Finance Ministry Puts  Measures To Protect Prudent Commercial Decision Of Bankers
The North Block of the Central Secretariat building, which houses the Ministries of Finance and Home Affairs, stands in New Delhi, India. (Photographer: Prashanth Vishwanathan/Bloomberg)

Finance Ministry Puts Measures To Protect Prudent Commercial Decision Of Bankers


With a view to protect prudent commercial decision of bankers, the government has taken a slew of decisions, including doing away with personal responsibilities of managing director and chief executive officers of state-owned banks for compliance in dealing with large value frauds committed by bank officials.

Powers have been delegated by Department of Financial Services to the Boards of public sector lenders to put in place a suitable mechanism for ensuring compliance of the various timelines laid down in Reserve Bank of India and Chief Vigilance Comissions circulars, an official statement said.

"Similarly, the instructions of DFS of 2015 regarding compulsory examination of fraud for all NPA accounts exceeding Rs 50 crores have been aligned with the CVC circular of January 15, 2020 whereby all such cases of suspicious fraud are to be initially referred to the Advisory Board for Banking and Financial Frauds (ABBFF) headed by former vigilance Commissioner TM Bhasin," it added.

Finance Minister Nirmala Sitharaman at several occasions assured bankers that adequate measures would be taken to protect honest commercial decisions taken by them and distinction would be made between genuine commercial failures and culpability.

There are widespread apprehension that bankers could be hauled up for their bona fide commercial decision go wrong.

To assuage concerns, the finance minister had assured the bankers that a distinction would be made between genuine commercial failures and culpability last month in a meeting with heads of the public sector banks, which was also attended by the CBI Director.

She had also told bankers that the Central Bureau of Investigation will have discussions, and workshops with the bank officials from the level of vigilance officers, senior managers to general managers to explain and eliminate apprehension from their minds.

Considering the complexities involved in the commercial decisions of managers in public sector firms, the Central Vigilance Commission set up the Advisory Board for Banking and Financial Frauds for a mandatory first-level examination on suspected frauds in excess of Rs 50 crore, involving public servants equivalent in rank to GMs and above, before enquiry or investigations begin.
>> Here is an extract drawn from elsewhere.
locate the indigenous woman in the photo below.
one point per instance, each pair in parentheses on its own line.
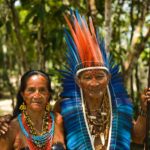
(34,126)
(96,109)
In order to boost staff morale and reduce scope for harassment, Sitharaman had also directed public sector bank heads to clear long pending vigilance cases against their officials for alleged malpractices.

The banks should form a panel headed by general manager and it should either take decision to pursue the case with timeline or close the file of long pending vigilance cases, she had instructed.

In line with the decision taken in the meeting, the finance ministry has separately directed banks on Jan. 27 to set up a committee of senior officers to monitor progress of pending disciplinary and internal vigilance cases as procedural delay, on one hand, adversely affects morale of the employees and on the other, breeds inefficiencies in the system.

Therefore, it said, every bank must set up a Committee of Senior Officers to review pending disciplinary and internal vigilance cases and frame timelines to reduce delays in deciding such cases.

Also read: Finance Ministry Declines To Share Swiss Bank Accounts Details Of Indians

As part of this endeavour of government, Section 17A was incorporated in Prevention of Corruption Act, requiring prior permission before initiating investigation against a public servant, it said. These measures taken will improve sentiment among bankers and help them take lending decisions to drive economy facing slowdown.